愛されオーラに包まれて
成瀬川局長は広告局長を見た。

『ついては、これは社長の希望でもあるのだが、この事故についての調査委員会を設置し、社長が委員長となって徹底的に調べさせてもらう。よろしいですね?』

成瀬川局長の言葉に、広告局長は慌てた。

『原因となった本人を吊し上げるってことですか?こちらでアフターフォローはするつもりですから、そこは穏便に…』

『ほぅ。
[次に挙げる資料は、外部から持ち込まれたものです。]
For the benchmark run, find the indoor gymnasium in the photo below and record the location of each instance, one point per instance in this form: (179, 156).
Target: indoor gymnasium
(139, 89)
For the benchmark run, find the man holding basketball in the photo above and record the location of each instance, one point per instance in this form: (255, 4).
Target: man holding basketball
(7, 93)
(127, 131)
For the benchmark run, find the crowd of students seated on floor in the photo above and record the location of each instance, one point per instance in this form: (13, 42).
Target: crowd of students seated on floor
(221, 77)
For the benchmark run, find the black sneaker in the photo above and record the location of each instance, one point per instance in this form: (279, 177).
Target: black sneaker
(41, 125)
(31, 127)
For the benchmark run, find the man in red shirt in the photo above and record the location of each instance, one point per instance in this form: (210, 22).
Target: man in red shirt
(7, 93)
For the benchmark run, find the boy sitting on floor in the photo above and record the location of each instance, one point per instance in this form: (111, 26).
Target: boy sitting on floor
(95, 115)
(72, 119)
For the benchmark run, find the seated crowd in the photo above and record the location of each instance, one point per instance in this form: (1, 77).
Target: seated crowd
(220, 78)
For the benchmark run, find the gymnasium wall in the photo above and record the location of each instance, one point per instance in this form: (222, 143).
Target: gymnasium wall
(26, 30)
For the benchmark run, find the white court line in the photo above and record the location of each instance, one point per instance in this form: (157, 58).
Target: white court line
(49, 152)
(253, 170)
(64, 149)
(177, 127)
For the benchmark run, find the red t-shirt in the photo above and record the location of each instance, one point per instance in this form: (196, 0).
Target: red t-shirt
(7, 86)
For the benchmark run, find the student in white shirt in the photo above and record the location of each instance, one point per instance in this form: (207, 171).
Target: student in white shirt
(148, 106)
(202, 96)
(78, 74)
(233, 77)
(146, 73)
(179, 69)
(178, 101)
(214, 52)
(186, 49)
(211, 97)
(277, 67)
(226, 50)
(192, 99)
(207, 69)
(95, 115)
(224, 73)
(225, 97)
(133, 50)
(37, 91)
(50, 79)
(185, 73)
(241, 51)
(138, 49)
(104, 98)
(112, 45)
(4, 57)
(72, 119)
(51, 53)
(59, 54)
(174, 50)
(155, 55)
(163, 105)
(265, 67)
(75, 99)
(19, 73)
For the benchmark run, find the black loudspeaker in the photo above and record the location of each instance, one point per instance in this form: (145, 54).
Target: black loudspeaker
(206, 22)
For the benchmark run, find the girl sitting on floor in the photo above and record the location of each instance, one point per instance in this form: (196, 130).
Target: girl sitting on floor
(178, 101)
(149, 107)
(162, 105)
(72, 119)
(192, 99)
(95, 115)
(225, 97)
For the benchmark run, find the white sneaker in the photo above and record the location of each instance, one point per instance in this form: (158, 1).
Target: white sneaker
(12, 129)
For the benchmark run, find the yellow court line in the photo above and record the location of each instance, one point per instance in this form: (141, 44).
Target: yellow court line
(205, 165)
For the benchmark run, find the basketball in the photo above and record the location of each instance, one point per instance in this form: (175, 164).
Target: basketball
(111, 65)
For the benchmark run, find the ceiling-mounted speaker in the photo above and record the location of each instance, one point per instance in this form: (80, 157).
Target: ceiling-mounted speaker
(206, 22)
原因は、もう分かっているようなおっしゃり方ですね局長。なら、そのアフターフォローとやらを実施する前、及び後に、調査委員会の席上で報告していただきたいのですが』

広告局長は項垂れた。

『分かりました』

広告局長と広告二部長は立ち上がると、頭を下げて会議室を出た。

『本当なの?調査委員会の設置って』

遠藤部長は局長に食い付く。

『本当ですよ。秘書室から該当の人間には今頃メールが送られてきてますよ。第1回の開催は明日の10時です』
『随分急ね』
『第2回の開催もあることを考えると、次のきらきらの校了まで時間がないことくらい、容易に想像つきますでしょ』

俺は、一連のやりとりに、全く口を挟むことができなかった。

戸惑う俺に局長が

『明日の調査委員会では、お前は日常の営業局におけるチェック体制を説明するだけで終わりだから、心配するな』

と、俺の肩を叩き、遠藤部長とともに会議室を出ていった。